9. che la decisione impugnata è conforme alle conclusioni alle quali questa Corte è pervenuta, quanto alla ritenuta specialità della normativa di settore ed alla giuridica impossibilità di convertire in rapporto a tempo indeterminato il contratto a termine, anche se abusivamente reiterato;

10. che nella fattispecie, inoltre, il carattere abusivo della reiterazione non può neppure essere affermato quale conseguenza della dichiarazione di illegittimità costituzionale della L. n. 124 del 1999, art. 4, commi 1 e 11, perchè sono a ciò ostativi i principi di diritto di cui alle lettere B e H, in quanto l’abuso sussiste solo a condizione che le supplenze abbiano riguardato l’organico di diritto e si siano protratte per oltre trentasei mesi;

11. che l’inapplicabilità del D.Lgs. n. 368 del 2001 al settore scolastico è stata affermata da questa Corte sulla base del quadro normativo vigente al momento dell’introduzione del giudizio di primo grado e si è precisato, ai punti 36 e 37 delle richiamate sentenze, che il legislatore è intervenuto con norme che non possono essere qualificate di interpretazione autentica e che, conseguentemente, non violano l’art. 6 della CEDU perchè, senza vincolare per il passato l’interprete, esplicitano un precetto già desumibile dal sistema previgente;

12. che detti principi devono essere ribaditi, per le ragioni tutte indicate nella motivazione delle sentenze sopra richiamate, da intendersi qui trascritte ex art. 118 disp. att. c.p.c., neppure apportando validi elementi in senso contrario il contenuto della memoria depositata;

13. che vanno poi richiamate le considerazioni esposte da Cass. n. 22552 del 2016 ai punti da 104 a 116 in merito all’ insussistenza di profili di illegittimità costituzionale e alla non necessità di un nuovo rinvio pregiudiziale, giacchè sul concetto di equivalenza la Corte di Giustizia si è più volte pronunciata e proprio su dette pronunce le Sezioni Unite di questa Corte hanno fondato il principio di diritto affermato con la sentenza n. 5072 del 2016;

14. che l’ultimo motivo di ricorso è inammissibile, essendosi la Corte territoriale attenuta ai principi consolidati riguardo al canone legale della soccombenza, in relazione al quale neppure è richiesta una specifica motivazione (Cass. 23/02/2012 n. 2730);

15. che per tali motivi, condividendo il Collegio la proposta del relatore, il ricorso, manifestamente infondato, va rigettato con ordinanza in camera di consiglio, ai sensi dell’art. 375 c.p.c., n. 5;

16. che la complessità della questione giuridica, risolta dai recenti arresti di questa Corte sulla base delle pronunce della Corte Costituzionale e della Corte di Giustizia, anch’esse intervenute in corso di causa, giustifica la integrale compensazione delle spese del giudizio di legittimità;

17. che sussistono i requisiti per l’applicazione del raddoppio del contributo unificato previsto dal D.P.R. 30 maggio 2002, n. 115, art. 13, comma 1 quater, nel testo introdotto dalla L. 24 dicembre 2012, n. 228, art. 1, comma 17.

PQM

 

rigetta il ricorso. Compensa tra le parti le spese del giudizio di legittimità.

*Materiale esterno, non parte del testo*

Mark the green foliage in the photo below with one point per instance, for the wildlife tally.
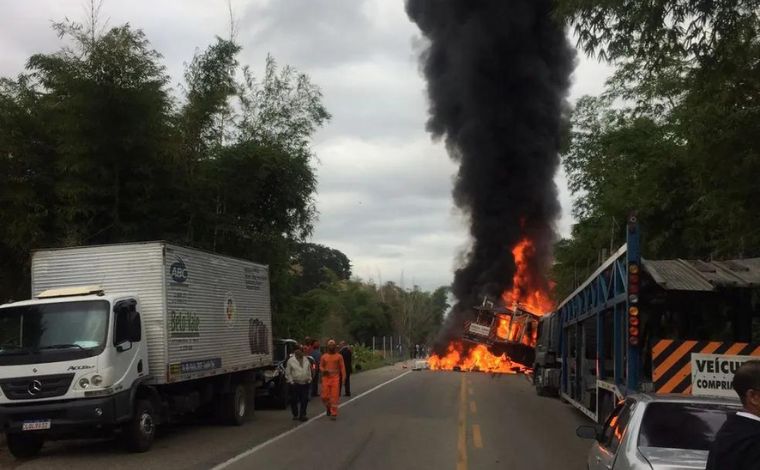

Ai sensi del D.P.R. 30 maggio 2002, n. 115, art. 13, comma 1 quater, dà atto della sussistenza dei presupposti per il versamento, da parte della ricorrente, dell’ulteriore importo a titolo di contributo unificato pari a quello dovuto per il ricorso, a norma dello stesso art. 13, comma 1 bis.

Motivazione semplificata.

Così deciso in Roma, nella camera di consiglio, il 25 maggio 2017.